Add Fine-Grained Access Control support for OpenSearch domain

[rni34]

Description

The AWS Workload Discovery solution currently deploys an OpenSearch domain without fine-grained access control enabled. This causes the domain to be flagged in AWS Trusted Advisor security checks.

Current Security Implementation

The OpenSearch domain currently has:

• ✅ Encryption at rest
• ✅ Node-to-node encryption
• ✅ HTTPS enforcement
• ✅ VPC deployment with security groups
• ✅ IAM-based access policies
• ❌ Fine-grained access control (missing)

Request

Add support for enabling fine-grained access control on the OpenSearch domain to meet security compliance requirements while maintaining the solution's functionality.
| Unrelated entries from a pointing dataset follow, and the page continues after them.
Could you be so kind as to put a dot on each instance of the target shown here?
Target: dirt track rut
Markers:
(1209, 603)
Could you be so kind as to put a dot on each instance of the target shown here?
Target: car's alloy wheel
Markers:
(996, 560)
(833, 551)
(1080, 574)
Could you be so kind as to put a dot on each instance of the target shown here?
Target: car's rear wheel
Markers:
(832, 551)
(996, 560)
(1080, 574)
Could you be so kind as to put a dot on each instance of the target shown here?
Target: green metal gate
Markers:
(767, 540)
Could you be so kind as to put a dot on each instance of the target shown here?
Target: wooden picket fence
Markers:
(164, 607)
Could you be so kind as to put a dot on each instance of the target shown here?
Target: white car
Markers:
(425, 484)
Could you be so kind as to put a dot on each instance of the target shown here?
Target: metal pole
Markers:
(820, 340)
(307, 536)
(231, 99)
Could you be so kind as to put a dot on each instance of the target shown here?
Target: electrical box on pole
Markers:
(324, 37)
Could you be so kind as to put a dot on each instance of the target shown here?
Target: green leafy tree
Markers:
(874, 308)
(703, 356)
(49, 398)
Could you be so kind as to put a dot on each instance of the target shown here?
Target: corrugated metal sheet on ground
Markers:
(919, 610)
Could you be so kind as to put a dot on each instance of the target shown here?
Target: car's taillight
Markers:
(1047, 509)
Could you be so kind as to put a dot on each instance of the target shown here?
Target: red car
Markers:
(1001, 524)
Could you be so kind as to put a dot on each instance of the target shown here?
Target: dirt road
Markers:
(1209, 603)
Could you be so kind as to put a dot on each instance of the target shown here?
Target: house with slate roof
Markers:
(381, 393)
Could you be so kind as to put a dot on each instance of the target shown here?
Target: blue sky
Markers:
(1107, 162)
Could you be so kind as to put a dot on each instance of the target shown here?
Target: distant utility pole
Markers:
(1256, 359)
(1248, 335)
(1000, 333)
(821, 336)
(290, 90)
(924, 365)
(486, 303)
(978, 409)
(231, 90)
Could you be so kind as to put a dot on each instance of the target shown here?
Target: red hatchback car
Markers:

Implementation Considerations

• Lambda functions currently authenticate via IAM roles
• Would require Secrets Manager integration for master user credentials
• Need to ensure backward compatibility with existing deployments
• Should be configurable via CloudFormation parameter

Reference

Template: source/cfn/templates/opensearch.template

Use Case

Enterprise customers with strict security compliance requirements need fine-grained access control enabled to pass security audits and Trusted Advisor checks.

[shujacks]

Thanks for raising this, we will look into this and get back to you shortly.

[svozza]

Hi there, thanks for raising the issue. I'm not sure this makes sense for the solution. WD does not have RBAC so all users have the same permissions, which makes fine-grained access not particularly relevant here. Even along the axis of restricting access to indices, we only have one index so again there's not much benefit here.